University of Calgary medical students and residents are helping fight the spread of COVID-19 on the front lines, and with their help the province has quadrupled its contact-tracing capacity.
Public Health resident Dr. Richelle Schindler has been working on the province’s response to COVID-19 since January.
She said in mid-March there was a surge in COVID-19 cases and it became clear that the work they’d been doing on increasing Alberta’s contact-tracing capacity needed to be enacted immediately.
Medical students mobilized
“Within the first 24 hours of having those discussions we had already mobilized our first groups of medical students,” she said. “Five days later we had trained 150 of them to be ready to go.”
Schindler said these U of C medical students are playing a vital role in contacting Albertans who have come in contact with someone who tested positive for COVID-19.
“It means that for every case, we identify everyone they have been in contact with while they were able to spread the illness, and connect with them,” she said.
“This has allowed us to identify people who were sick and get them rapid access to medical care, keep people with less serious symptoms safely at home, and help people take action to protect their friends and family from becoming ill too.”
Schindler said countries that have done this thoroughly and well, including South Korea, Japan, and Singapore, have been able to slow the spread in their communities.
Resources being shared nationwide
Dr. Jasmine Pawa with Public Health Physicians of Canada (PHPC) said this is a great example of using available resources in the most appropriate ways support the system.
“I think that there’s lots of learning for medical students and being a part of this and in the value of public health and public health responses to this kind of work,” she said.
“I think it’s important for us to always balance making the best use of our capacity with appropriate training and direction and that’s something that’s really happening with an example like this.”
Pawa said PHPC is now sharing the resources developed in Calgary — including training materials and an overview of the process —with members throughout Canada.
“There are many places across the country looking at doing things like this,” she said. “They’ve shared that they appreciated the resources.”
Pawa said it’s possible that nurses and other health-care workers could also be brought into the fold and trained to do contact tracing.
Dru Marshall, provost for the University of Calgary, said this is a good chance for students to learn, and be of good use.
“It’s a fantastic opportunity for medical or nursing students to be doing that from an epidemiological understanding of disease and how disease can be transmitted rapidly in the population. I think it’s excellent,” she said.
“It’s also of course most importantly supporting the health-care system at a time that we need it most.”

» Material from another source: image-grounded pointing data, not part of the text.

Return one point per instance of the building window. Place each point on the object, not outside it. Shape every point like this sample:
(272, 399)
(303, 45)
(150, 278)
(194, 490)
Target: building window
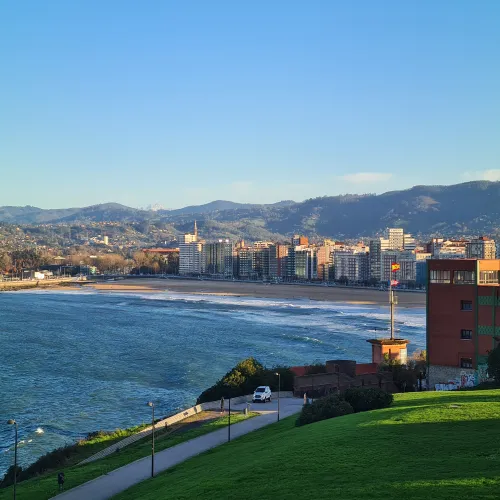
(466, 305)
(465, 362)
(440, 277)
(464, 277)
(466, 334)
(488, 277)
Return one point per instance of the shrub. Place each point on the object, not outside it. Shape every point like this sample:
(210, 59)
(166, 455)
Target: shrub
(323, 409)
(244, 378)
(368, 399)
(316, 368)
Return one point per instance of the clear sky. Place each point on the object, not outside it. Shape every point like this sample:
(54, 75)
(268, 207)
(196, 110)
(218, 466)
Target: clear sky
(254, 101)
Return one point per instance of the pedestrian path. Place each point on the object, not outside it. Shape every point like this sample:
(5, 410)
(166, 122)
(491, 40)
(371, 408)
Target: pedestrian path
(111, 484)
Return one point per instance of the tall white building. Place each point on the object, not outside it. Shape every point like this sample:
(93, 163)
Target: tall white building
(409, 242)
(396, 238)
(351, 266)
(190, 253)
(218, 258)
(481, 248)
(407, 262)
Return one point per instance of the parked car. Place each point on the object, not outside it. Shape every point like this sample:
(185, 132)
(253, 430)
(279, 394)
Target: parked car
(262, 394)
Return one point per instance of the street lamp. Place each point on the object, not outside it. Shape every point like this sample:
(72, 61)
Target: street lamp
(152, 405)
(279, 391)
(14, 423)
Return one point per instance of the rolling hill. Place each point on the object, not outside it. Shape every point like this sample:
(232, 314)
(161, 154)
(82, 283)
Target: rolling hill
(468, 208)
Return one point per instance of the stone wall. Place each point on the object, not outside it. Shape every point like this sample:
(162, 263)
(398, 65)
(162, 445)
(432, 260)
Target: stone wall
(443, 374)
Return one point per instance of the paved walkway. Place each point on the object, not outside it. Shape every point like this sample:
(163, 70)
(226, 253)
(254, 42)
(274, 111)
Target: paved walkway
(120, 479)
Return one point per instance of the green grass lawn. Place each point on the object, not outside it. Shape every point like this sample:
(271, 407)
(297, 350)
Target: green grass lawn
(433, 446)
(45, 486)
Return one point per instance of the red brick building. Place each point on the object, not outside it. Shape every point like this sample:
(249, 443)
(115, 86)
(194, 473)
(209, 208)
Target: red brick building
(463, 318)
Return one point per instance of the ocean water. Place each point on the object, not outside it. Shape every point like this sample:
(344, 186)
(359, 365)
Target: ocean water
(76, 362)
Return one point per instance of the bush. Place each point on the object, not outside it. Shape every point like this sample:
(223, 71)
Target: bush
(368, 399)
(244, 378)
(323, 409)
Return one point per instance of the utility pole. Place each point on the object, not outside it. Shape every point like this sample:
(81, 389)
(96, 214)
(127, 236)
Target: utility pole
(391, 305)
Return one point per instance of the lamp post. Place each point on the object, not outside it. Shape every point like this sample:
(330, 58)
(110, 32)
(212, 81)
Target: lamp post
(14, 423)
(279, 393)
(152, 405)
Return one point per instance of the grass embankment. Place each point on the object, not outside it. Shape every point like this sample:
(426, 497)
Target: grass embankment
(427, 445)
(45, 486)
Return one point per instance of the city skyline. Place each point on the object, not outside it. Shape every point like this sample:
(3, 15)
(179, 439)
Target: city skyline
(192, 102)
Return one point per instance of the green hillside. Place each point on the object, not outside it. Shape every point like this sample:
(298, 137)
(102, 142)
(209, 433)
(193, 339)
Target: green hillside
(426, 446)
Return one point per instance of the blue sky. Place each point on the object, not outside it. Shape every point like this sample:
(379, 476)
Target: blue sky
(255, 101)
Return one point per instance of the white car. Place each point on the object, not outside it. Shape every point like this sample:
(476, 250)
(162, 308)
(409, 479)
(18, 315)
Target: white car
(262, 394)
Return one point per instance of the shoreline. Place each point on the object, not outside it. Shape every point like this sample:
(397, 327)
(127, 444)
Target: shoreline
(355, 296)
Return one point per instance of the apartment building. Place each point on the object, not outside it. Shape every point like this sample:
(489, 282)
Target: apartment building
(351, 266)
(407, 271)
(306, 267)
(481, 248)
(324, 257)
(299, 240)
(260, 261)
(190, 254)
(396, 238)
(244, 260)
(278, 255)
(463, 318)
(218, 258)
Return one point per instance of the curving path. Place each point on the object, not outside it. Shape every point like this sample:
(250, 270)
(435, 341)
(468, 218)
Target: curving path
(120, 479)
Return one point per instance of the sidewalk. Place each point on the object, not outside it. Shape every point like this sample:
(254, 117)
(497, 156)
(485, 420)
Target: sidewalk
(111, 484)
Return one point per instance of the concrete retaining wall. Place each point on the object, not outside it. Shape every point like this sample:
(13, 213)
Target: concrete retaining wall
(178, 417)
(443, 374)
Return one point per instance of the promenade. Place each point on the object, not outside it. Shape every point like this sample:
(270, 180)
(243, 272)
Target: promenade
(111, 484)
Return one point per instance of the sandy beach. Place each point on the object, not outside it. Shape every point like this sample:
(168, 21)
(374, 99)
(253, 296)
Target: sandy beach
(260, 290)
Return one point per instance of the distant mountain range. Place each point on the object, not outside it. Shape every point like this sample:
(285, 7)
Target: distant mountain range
(468, 208)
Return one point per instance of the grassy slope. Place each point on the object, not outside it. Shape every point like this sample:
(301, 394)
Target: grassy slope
(420, 448)
(44, 487)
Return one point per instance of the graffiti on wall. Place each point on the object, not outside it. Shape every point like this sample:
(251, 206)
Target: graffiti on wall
(481, 374)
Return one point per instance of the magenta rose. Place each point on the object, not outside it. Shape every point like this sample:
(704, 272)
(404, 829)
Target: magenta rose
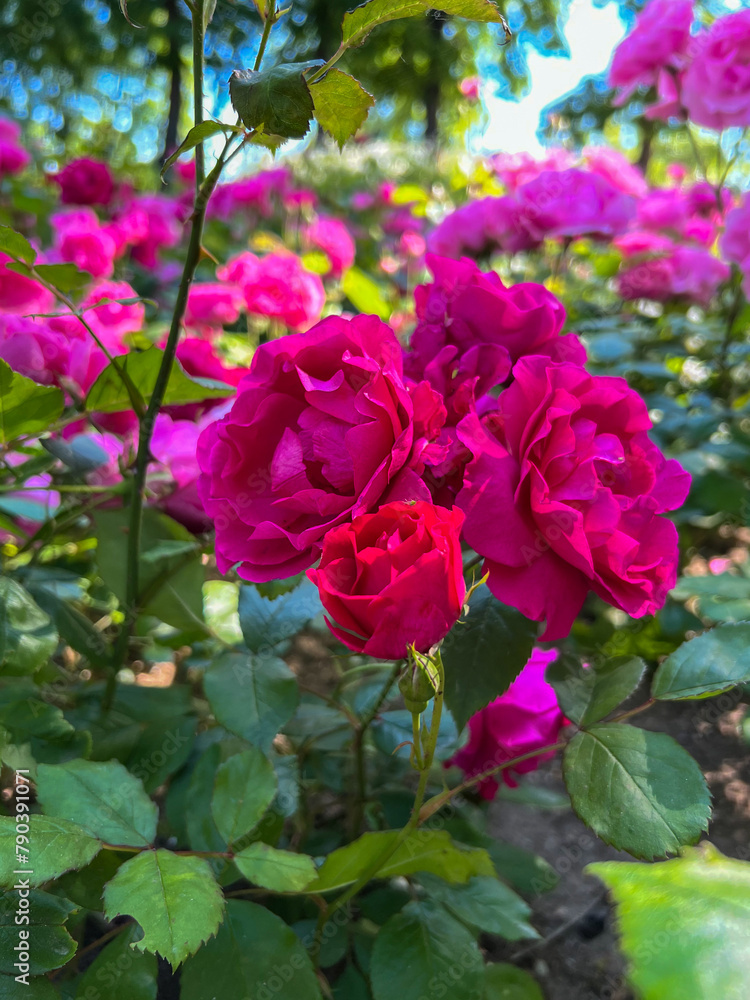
(321, 430)
(85, 182)
(563, 494)
(572, 203)
(659, 40)
(393, 578)
(716, 84)
(525, 718)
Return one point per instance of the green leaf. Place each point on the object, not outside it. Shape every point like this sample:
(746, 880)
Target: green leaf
(109, 395)
(267, 622)
(358, 23)
(341, 104)
(713, 662)
(197, 135)
(119, 972)
(102, 797)
(366, 295)
(50, 945)
(174, 898)
(424, 850)
(507, 982)
(485, 904)
(254, 955)
(55, 846)
(245, 787)
(484, 655)
(277, 99)
(65, 278)
(684, 924)
(74, 628)
(280, 871)
(253, 696)
(421, 946)
(25, 407)
(586, 694)
(639, 791)
(16, 245)
(27, 636)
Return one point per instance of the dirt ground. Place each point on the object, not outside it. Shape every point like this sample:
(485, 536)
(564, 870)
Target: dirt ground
(578, 957)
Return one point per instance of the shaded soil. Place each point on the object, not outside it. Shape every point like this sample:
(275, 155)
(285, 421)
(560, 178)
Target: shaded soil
(578, 957)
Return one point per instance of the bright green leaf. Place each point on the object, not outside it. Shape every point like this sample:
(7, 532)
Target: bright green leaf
(280, 871)
(174, 898)
(420, 946)
(55, 846)
(102, 797)
(341, 104)
(252, 695)
(713, 662)
(25, 407)
(245, 787)
(483, 655)
(637, 790)
(685, 924)
(253, 950)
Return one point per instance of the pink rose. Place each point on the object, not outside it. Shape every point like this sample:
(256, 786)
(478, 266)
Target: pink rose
(716, 84)
(659, 39)
(85, 182)
(211, 306)
(563, 496)
(525, 718)
(334, 239)
(393, 578)
(320, 431)
(571, 203)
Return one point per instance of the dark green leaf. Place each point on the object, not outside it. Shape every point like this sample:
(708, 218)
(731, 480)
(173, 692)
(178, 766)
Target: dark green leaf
(174, 898)
(586, 694)
(341, 104)
(16, 245)
(55, 846)
(713, 662)
(27, 636)
(423, 851)
(108, 394)
(252, 695)
(50, 945)
(102, 797)
(245, 787)
(280, 871)
(483, 656)
(119, 972)
(485, 904)
(685, 924)
(25, 407)
(254, 955)
(421, 946)
(639, 791)
(277, 99)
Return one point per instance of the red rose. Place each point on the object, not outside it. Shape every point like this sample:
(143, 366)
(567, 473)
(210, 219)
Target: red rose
(393, 578)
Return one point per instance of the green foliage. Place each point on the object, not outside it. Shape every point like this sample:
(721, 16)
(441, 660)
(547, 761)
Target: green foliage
(253, 949)
(109, 395)
(175, 900)
(483, 656)
(708, 664)
(102, 797)
(25, 407)
(637, 790)
(685, 924)
(419, 948)
(55, 845)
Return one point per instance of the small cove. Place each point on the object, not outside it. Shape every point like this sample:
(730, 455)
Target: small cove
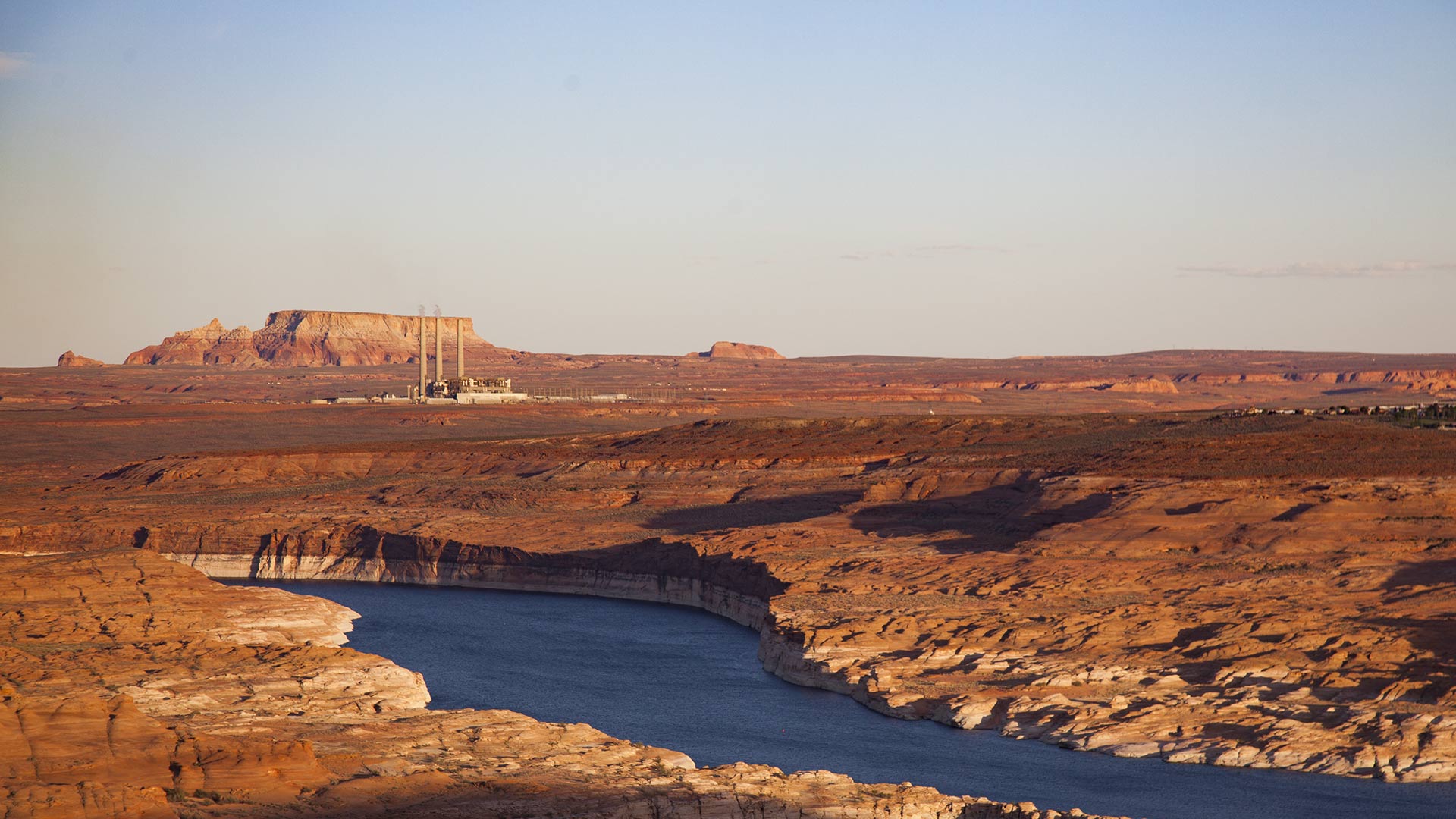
(691, 681)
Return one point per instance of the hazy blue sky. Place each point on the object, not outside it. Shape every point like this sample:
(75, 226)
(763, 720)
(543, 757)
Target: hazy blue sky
(916, 178)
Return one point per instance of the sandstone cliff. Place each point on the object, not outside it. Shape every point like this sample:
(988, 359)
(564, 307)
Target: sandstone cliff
(71, 359)
(739, 350)
(305, 338)
(134, 687)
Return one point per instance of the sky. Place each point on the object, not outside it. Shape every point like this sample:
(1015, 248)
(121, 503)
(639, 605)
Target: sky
(973, 180)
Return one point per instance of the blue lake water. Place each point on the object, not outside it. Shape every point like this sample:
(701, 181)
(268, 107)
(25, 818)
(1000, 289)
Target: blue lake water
(685, 679)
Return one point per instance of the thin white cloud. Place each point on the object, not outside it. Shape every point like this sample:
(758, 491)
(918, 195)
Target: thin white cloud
(12, 64)
(1327, 270)
(922, 253)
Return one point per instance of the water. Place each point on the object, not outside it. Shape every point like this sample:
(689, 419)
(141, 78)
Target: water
(685, 679)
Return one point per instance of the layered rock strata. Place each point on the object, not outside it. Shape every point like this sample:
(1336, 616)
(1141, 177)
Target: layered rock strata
(134, 687)
(71, 359)
(737, 350)
(1267, 592)
(302, 338)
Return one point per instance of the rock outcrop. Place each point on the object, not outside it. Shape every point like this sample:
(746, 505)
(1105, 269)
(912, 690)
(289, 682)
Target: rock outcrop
(1131, 586)
(128, 689)
(71, 359)
(737, 350)
(306, 338)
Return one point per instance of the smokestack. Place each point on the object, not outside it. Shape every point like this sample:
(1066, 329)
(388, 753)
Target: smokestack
(440, 350)
(421, 353)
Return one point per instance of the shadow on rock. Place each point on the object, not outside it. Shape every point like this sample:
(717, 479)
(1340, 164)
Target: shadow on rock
(769, 512)
(990, 519)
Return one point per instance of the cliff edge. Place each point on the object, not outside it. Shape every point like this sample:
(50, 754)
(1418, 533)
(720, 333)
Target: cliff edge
(739, 352)
(309, 338)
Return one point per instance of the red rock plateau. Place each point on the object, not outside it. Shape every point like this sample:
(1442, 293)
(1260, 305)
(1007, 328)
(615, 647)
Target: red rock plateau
(1107, 570)
(303, 338)
(740, 352)
(71, 359)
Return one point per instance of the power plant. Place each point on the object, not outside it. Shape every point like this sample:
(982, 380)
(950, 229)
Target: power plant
(459, 390)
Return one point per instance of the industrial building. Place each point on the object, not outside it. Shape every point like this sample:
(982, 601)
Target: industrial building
(460, 390)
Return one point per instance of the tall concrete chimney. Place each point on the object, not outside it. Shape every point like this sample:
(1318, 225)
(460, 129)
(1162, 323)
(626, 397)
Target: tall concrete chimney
(422, 354)
(440, 350)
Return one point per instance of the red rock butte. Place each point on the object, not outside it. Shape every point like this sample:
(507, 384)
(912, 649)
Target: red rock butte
(739, 350)
(305, 338)
(71, 359)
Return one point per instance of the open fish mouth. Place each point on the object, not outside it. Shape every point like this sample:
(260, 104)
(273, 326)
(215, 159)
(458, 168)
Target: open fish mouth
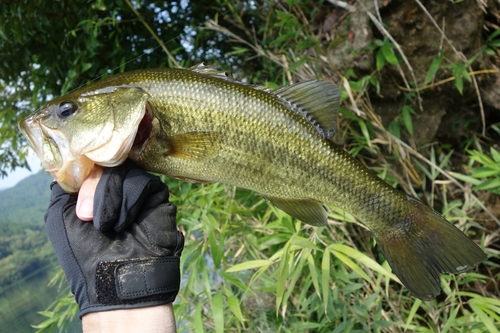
(51, 146)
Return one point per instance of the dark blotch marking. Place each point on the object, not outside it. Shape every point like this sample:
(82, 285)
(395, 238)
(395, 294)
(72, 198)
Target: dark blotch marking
(144, 130)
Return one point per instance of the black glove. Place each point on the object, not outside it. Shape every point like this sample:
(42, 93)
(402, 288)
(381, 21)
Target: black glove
(136, 263)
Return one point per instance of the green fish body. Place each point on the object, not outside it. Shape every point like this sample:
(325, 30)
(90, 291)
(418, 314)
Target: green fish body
(199, 125)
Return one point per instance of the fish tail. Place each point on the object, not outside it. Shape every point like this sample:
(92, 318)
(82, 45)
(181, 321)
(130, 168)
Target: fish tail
(425, 245)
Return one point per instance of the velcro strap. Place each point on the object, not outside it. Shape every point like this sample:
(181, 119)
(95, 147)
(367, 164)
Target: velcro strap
(146, 277)
(138, 280)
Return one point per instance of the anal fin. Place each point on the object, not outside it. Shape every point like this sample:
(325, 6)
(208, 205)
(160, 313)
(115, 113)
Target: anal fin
(307, 210)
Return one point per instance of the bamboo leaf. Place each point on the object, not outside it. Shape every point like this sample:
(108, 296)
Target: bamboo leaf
(249, 265)
(325, 278)
(234, 305)
(218, 313)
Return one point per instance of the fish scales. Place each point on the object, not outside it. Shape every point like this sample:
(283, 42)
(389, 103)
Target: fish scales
(199, 125)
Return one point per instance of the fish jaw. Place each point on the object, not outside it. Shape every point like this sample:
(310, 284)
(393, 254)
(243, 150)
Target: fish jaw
(101, 132)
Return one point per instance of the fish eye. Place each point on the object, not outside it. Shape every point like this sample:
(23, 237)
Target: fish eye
(66, 109)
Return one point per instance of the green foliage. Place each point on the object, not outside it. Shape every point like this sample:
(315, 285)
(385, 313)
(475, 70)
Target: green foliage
(385, 53)
(492, 43)
(486, 176)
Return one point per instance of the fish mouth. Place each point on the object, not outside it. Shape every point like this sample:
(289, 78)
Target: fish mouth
(51, 147)
(31, 128)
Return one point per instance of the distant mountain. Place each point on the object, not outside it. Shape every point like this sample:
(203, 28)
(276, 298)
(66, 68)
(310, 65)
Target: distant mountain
(27, 201)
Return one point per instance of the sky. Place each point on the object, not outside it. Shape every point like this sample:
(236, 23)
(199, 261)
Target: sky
(19, 174)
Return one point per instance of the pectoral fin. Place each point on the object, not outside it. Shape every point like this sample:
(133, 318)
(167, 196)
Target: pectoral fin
(307, 210)
(198, 145)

Marshall said it’s just one example of how the U of C is supporting the fight against COVID-19.
“We have a really interesting connection happening between social work, nursing, and medicine to provide a supportive environment for students both on our campus and in the community,” she said.
“We also have some of our great researchers on the front line doing COVID-19 research and looking at policies around COVID, and some wonderful researchers helping the province map out the time course of what’s happening in Alberta.”
University of Alberta med students are currently being trained by Schindler and her teammates. They will join the province’s response Thursday.